Deposits, vehicles and big purchases
The bigger losses come from money you hand over without paper. A rental deposit that never comes back — the landlord finds a reason to keep it, or simply disappears — is common, and tenant protection is weaker than you may be used to. Used motorbikes and cars carry their own traps: a wound-back odometer, hidden accident repairs, missing documents, or an unpaid loan the previous owner left attached to the vehicle.
- Photograph a rental unit before you move in and again when you leave, with the landlord present.
- Always sign a written contract, and put in writing what the deposit can be deducted for and when it is returned.
- Have a mechanic inspect any used vehicle before you buy, and check its records at the Land Transport Office.
- Never pay cash for a vehicle or property without the proper paperwork in hand.

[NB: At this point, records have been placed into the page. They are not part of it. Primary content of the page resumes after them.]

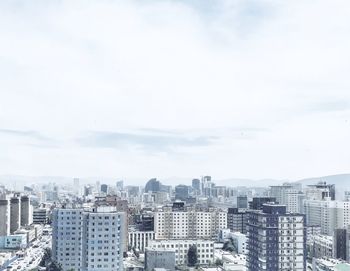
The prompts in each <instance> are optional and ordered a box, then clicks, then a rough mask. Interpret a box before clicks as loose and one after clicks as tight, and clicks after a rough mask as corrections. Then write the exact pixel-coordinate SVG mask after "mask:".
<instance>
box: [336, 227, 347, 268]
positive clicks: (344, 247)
mask: <svg viewBox="0 0 350 271" xmlns="http://www.w3.org/2000/svg"><path fill="white" fill-rule="evenodd" d="M349 238H350V232H349V226H348V227H347V228H343V229H335V230H334V234H333V257H334V258H336V259H341V260H344V261H349V260H350V259H349V256H350V255H349Z"/></svg>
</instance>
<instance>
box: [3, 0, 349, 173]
mask: <svg viewBox="0 0 350 271" xmlns="http://www.w3.org/2000/svg"><path fill="white" fill-rule="evenodd" d="M349 10H350V3H349V2H348V1H341V0H335V1H332V3H331V4H330V3H329V1H326V0H321V1H317V3H315V2H313V1H278V0H266V1H265V0H262V1H259V0H256V1H254V0H219V1H213V0H203V1H200V0H192V1H160V0H159V1H158V0H154V1H136V0H135V1H88V2H87V1H83V0H78V1H68V0H63V1H59V0H57V1H56V0H54V1H49V2H48V1H40V0H39V1H36V2H35V3H34V2H29V1H21V0H20V1H15V2H14V1H1V2H0V24H1V26H2V27H1V28H0V74H1V77H0V86H1V90H0V127H2V128H4V129H5V128H6V129H8V130H7V131H6V129H5V131H2V132H0V144H1V145H0V147H1V149H2V154H1V157H0V162H1V164H2V165H3V166H2V170H3V171H4V172H0V173H3V174H6V173H14V174H30V175H37V174H42V175H55V174H56V175H62V174H63V175H64V174H67V175H69V174H71V175H75V176H79V175H94V176H95V175H97V174H101V175H109V176H115V175H118V174H121V175H123V176H126V177H127V176H129V175H134V174H136V173H135V172H137V174H138V176H140V175H142V176H145V175H150V176H160V177H161V176H171V175H175V174H176V175H177V176H179V175H182V176H192V175H196V174H201V173H202V172H204V171H205V172H207V173H210V172H211V173H212V174H213V175H217V176H218V177H219V178H230V177H232V175H235V176H242V177H249V178H255V179H261V178H270V177H272V178H286V177H290V178H299V177H305V176H307V175H310V176H311V175H315V176H317V175H328V174H333V173H337V172H338V171H339V172H340V171H341V172H346V170H347V169H348V165H347V163H346V161H349V159H350V157H349V155H350V149H349V148H350V146H349V144H348V136H349V121H348V120H349V119H350V112H349V110H348V107H349V103H350V92H349V91H348V89H349V87H350V80H349V76H348V73H349V70H350V53H349V50H348V48H349V47H350V38H349V35H348V33H349V30H350V29H349V25H350V19H349V18H350V14H349ZM325 18H327V20H325ZM86 131H90V132H86ZM31 144H32V145H31ZM46 144H47V146H50V144H52V145H53V146H59V148H54V150H51V149H50V151H48V150H47V149H41V148H38V146H46ZM87 146H90V147H87ZM116 149H118V151H116ZM140 150H142V151H140ZM180 151H181V152H182V153H184V154H185V155H182V156H181V157H180V156H177V155H175V154H176V152H180ZM149 154H153V155H152V157H151V158H150V157H149ZM154 154H156V155H154ZM72 165H74V166H72ZM320 171H322V172H320ZM174 172H176V173H174Z"/></svg>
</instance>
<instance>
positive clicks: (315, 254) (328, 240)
mask: <svg viewBox="0 0 350 271" xmlns="http://www.w3.org/2000/svg"><path fill="white" fill-rule="evenodd" d="M306 247H307V251H308V254H309V255H310V256H311V257H315V258H323V257H325V258H332V257H333V236H328V235H322V234H318V235H312V236H309V240H308V241H307V242H306Z"/></svg>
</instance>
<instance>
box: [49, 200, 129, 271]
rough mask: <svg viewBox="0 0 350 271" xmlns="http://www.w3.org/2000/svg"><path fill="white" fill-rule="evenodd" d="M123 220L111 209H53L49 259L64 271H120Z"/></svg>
mask: <svg viewBox="0 0 350 271" xmlns="http://www.w3.org/2000/svg"><path fill="white" fill-rule="evenodd" d="M125 219H126V217H125V213H122V212H117V211H115V208H113V207H106V206H104V207H96V208H93V209H91V210H90V211H86V210H83V209H55V210H54V211H53V228H52V229H53V232H52V256H53V260H54V261H57V262H58V263H59V264H61V265H62V268H63V270H64V271H67V270H70V269H74V270H76V271H99V270H101V271H122V270H123V251H124V247H123V246H124V243H125V242H124V240H123V238H124V236H125V234H124V233H125V231H127V229H125V227H124V222H123V220H125Z"/></svg>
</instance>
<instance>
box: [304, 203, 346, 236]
mask: <svg viewBox="0 0 350 271" xmlns="http://www.w3.org/2000/svg"><path fill="white" fill-rule="evenodd" d="M304 214H305V215H306V221H307V225H308V226H320V227H321V234H326V235H333V232H334V230H335V229H340V228H344V227H346V226H347V225H349V224H350V202H349V201H335V200H330V198H326V199H324V200H304Z"/></svg>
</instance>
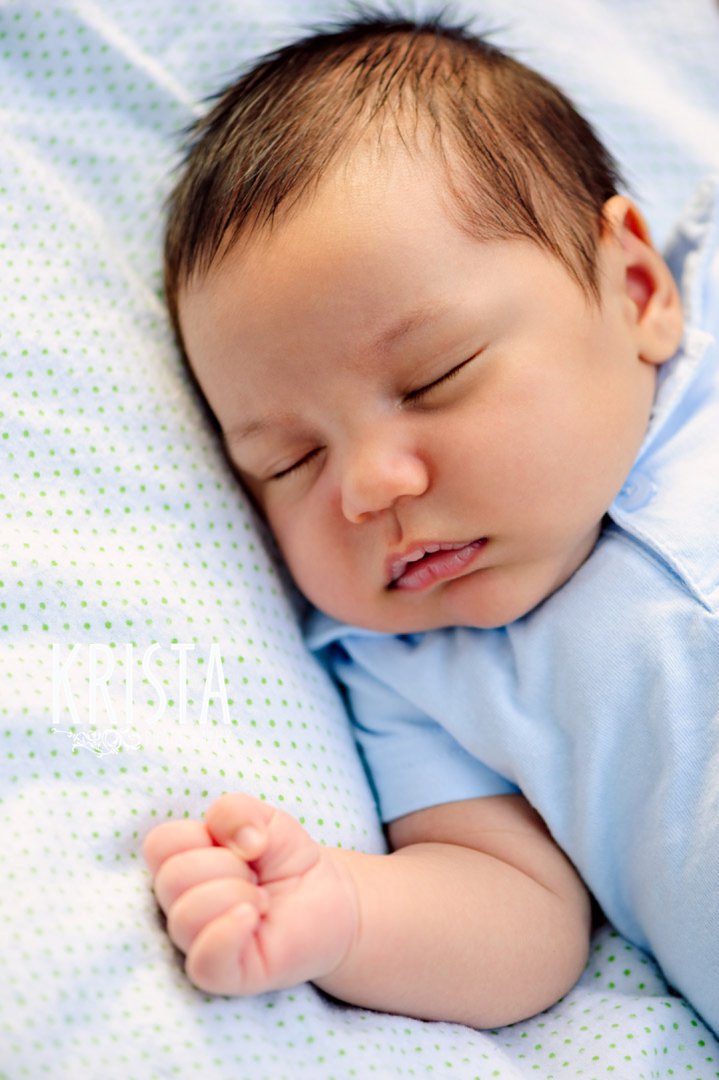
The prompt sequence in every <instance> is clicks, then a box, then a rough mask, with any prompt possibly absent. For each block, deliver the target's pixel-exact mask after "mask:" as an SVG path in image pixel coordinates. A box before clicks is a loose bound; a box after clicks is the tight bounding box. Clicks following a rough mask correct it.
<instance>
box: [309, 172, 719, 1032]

Fake official websites and visa middlemen
Sites that look official but charge for free government services are a large business. Thailand's digital arrival card (TDAC) is free to file, yet search results surface sites that charge a fee for it. The same happens with visas, where unofficial "agents" charge several times the real cost.
Pressure and trust scams
These work by manufacturing urgency and emotion so you act before you think. A relationship moves to money fast, or a "family emergency" needs cash early on. An investment — a restaurant, property, or crypto project — promises an unrealistic return. A caller claiming to be the police says your account is frozen and pressures you to log in to your bank "for verification."
- Don't give money — as a loan, gift, or investment — to anyone you have known less than about six months.
- Treat a promised 15%-a-year return as a warning sign, not a promise; if you can't see where your money is and how you get it back, you are giving it, not investing it.
- Real police never call to ask for access to your online banking — hang up and call your bank on its official number to check.
Informal "fees" at borders and roadside stops
At some border crossings or roadside checks you may be asked for an informal cash payment with no receipt. It is worth knowing this can happen so it doesn't catch you off guard. Stay calm and don't escalate; keep small notes on hand; you are within your rights to ask, politely and repeatedly, why a payment is required.
Four habits that prevent most of it
- Slow down — manufactured urgency is the thread running through nearly every scam.
- Don't pay cash without a receipt, a written contract, or both.
- Don't give money to anyone you've known under six months.
- If an official process is free but you're paying for it, you're on the wrong site — verify with the official source.
If it happens anyway
- Report it to the Tourist Police — call 1155, English-speaking. They can't always resolve it, but the documentation matters.
- For a bank or online scam, contact your bank's security team immediately; speed decides whether you recover the money.
- Don't count on the courts — processes are slow and outcomes uncertain. Learn from it, warn friends, and move on.